Tomemos nota dos seguintes números em Portugal - o desemprego da população ativa, segundo dados oficiais, não corresponde á realidade em que se vive, de qualquer forma está nos 17,5%, destes a maior gravidade situa-se nos jovens com cerca de 38,3%. Tomemos isso no grosso modo para ser mais claro está em cerca de um milhão e meio de trabalhadores no total. Neste quadro não falamos nas situações de trabalhadores precários ou nos trabalhadores pagos a recibos verdes que são muitos milhares sem qualquer garantia de emprego nem de futuro.
Está referenciado num estudo da OIT que o desemprego e a precariedade, sobretudo a dos mais jovens têm ajudado a implementação de salários baixos, ao mesmo tempo que proporciona casos de dumping social e de trabalho não digno. Esta situação tornou-se na causa principal para a justificação da atual baixa de natalidade. Ainda num outro estudo recente foram analisados vários casos de jovens e de famílias já referenciadas que, por não encontrarem empregos, obriga-as a procurarem saídas através da emigração, deixando em aberto uma outra crise, a do abandono e do despovoamento que põe em causa a sustentabilidade e o futuro das terras e do sistema de segurança social. Este caminho em que vamos, sem novas políticas empresariais e legislativas e sem ofertas suficientes de trabalho, não permite um crescimento demográfico sustentado nem uma saída da presente crise económica e social.
Porque vamos no caminho errado? Porque não vemos que todo o crescimento tem limites, que o presente necessita de ser rapidamente repensado, pois todo o emprego está a ser afetado. A bem vinda automatização e as novas tecnologias, tal como a melhor organização do trabalho, estão a ser mal usadas e a afetar a manutenção e o crescimento dos empregos, apesar de trazerem mais economia para as empresas. Mas também existe uma parte nefasta, aquela em que ao se libertar dos trabalhadores provoca o desemprego estrutural e a exclusão.
Dizem que é sempre em nome da competitividade, numa corrida que não sabemos para onde vai, nem com quem estamos a competir e como vai esta corrida vai terminar. Ao contrário do que nos diziam não vemos nisto qualquer crescimento a não ser nos lucros das empresas e dos seus acionistas. Mas do mesmo os trabalhadores não beneficiam grande coisa, nomeadamente nos serviços não diretamente produtivos. Ao contrário do que se pensa hoje há redução de empregos e despedimentos, como no caso dos trabalhadores da função pública, os ligados aos cuidados da saúde, da educação, os dos processamentos de dados, os bancários, os da tradução, os das portagens, os diretamente produtivos etc. Isto mostra que o volume de emprego onde mais parecia estável está também posto em causa. Podemos dizer mesmo que quase nenhum setor escapa.
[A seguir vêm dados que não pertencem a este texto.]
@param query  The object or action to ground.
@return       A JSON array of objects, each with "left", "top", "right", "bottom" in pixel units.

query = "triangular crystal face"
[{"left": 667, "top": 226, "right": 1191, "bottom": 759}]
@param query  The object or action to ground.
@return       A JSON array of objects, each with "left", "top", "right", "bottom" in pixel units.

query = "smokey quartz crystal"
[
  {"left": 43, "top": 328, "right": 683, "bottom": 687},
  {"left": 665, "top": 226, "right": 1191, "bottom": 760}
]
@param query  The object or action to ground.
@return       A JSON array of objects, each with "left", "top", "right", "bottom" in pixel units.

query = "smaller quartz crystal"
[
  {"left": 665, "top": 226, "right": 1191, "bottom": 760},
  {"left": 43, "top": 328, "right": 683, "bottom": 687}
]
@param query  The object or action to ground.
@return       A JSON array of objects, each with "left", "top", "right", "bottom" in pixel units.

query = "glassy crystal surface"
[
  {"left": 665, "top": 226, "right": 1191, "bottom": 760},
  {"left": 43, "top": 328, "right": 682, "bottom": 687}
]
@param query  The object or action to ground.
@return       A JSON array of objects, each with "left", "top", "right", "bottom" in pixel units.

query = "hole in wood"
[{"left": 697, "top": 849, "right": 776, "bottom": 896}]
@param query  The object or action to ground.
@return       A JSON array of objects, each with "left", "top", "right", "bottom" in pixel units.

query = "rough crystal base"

Temos assistido ao debate sobre qual é o lugar do trabalho nas sociedades pós industriais. As teses variam e são motivadoras de análises e paixões como Rifkim (1996) que considerava estar já próximo o fim do trabalho. No entanto outros há outros investigadores que defendem a continuidade do trabalho e da sua centralidade que está no saudável desenvolvimento, na prevenção das falências e do desemprego. É preciso mudar alguns dos atuais conceitos. O proprietário não tem o direito de usar a empresa no seu belo prazer como deslocalizá-la, despedir ou encerrá-la como uma coisa que só lhe diga respeito a si próprio e á sua vontade, assim como a gerir de forma danosa ou de má -fé.
Porque qualquer empresa tem obrigações sociais para com a comunidade e esta nada lhe deve, é a lei da reciprocidade e de interesses mútuos entre a comunidade e o empreendedor. Nas empresas deve prevalecer boas relações, cordiais e iguais entre ambos e deve ser exigida a participação democrática e respeitosa das leis e do direito. O mundo novo está cheio de oportunidades de desenvolvimento, pelo que não pode ser aceite que ao fator do trabalho se subordine toda a liberdade e direito do indivíduo, colocando-o como mera peça a funcionar ao ritmo do interesse exclusivo do económico empresarial.